MT875

MT 875: Graduate topics in deep learning theory

Fall 2023

Spacetime coordinates: WF, 2-3:15, Maloney 560

Instructor: Eli Grigsby (she/her)

E-mail address: Delete all but one of the j's and replace "at" and "dot" with their symbols in the following expression: grigsbyjjjjjjjj(at)bc(dot)edu. (IMPORTANT: If you accidentally delete ALL the j's, your e-mail will accidentally go to someone that isn't me.)

Office hours: Maloney 522,  by appointment (feel free to sign up for multiple adjacent slots, and e-mail me with your rough availability if you don't see a time that works for you)

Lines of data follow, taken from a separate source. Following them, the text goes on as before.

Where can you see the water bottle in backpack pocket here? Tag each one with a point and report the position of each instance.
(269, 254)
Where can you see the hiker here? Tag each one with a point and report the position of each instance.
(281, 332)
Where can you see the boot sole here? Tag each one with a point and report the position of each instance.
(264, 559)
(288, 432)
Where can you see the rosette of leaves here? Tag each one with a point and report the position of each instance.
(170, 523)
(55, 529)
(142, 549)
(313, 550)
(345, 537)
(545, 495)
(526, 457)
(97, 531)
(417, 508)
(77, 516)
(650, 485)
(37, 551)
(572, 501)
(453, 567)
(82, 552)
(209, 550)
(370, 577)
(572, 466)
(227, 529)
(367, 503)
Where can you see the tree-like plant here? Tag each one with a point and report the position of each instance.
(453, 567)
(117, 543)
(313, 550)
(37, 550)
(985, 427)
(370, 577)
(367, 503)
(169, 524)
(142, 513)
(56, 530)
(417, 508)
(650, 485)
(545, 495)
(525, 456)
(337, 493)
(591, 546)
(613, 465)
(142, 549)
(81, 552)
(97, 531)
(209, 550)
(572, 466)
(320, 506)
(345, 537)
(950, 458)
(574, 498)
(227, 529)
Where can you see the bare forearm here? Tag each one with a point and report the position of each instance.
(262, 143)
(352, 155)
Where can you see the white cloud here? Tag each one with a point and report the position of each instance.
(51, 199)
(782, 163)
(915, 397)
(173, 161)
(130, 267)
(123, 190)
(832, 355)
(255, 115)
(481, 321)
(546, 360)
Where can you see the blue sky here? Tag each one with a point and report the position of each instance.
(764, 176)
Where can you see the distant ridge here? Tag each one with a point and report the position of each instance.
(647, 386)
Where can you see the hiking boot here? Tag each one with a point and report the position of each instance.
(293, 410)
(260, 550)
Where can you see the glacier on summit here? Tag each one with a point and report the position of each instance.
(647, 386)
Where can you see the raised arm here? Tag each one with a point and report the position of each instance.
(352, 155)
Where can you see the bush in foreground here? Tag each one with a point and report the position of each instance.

Course description: This is a course on the mathematical and statistical foundations of learning theory, with an emphasis on applications to neural networks and gradient-based learning algorithms. As my background is in geometric topology, I will focus primarily on the portions of the subject where geometry, topology, and combinatorics play a prominent role.


The course will be divided into thirds:


1/3)  Intro to supervised learning, computational learning theory, PAC learning framework: I will follow the first few chapters of Kearns and Vazirani's Introduction to Computational Learning.* Our goal here will be to understand how the classical notions of VC dimension, Rademacher complexity, and their cousins provide a means for quantifying the degree to which learning with a particular function class and finite sample data affects the ability of the learned model to generalize to unseen data drawn from the same distribution

2/3) Feedforward ReLU neural networks as a function class: I will prove basic properties of this function class (e.g., that it is precisely the class of finite piecewise linear functions and hence a universal approximator) and develop the foundations for calculating some of the classical statistical notions of complexity, along with some newer geometric and topological notions of complexity. We will also dig into an established relationship to tropical geometry.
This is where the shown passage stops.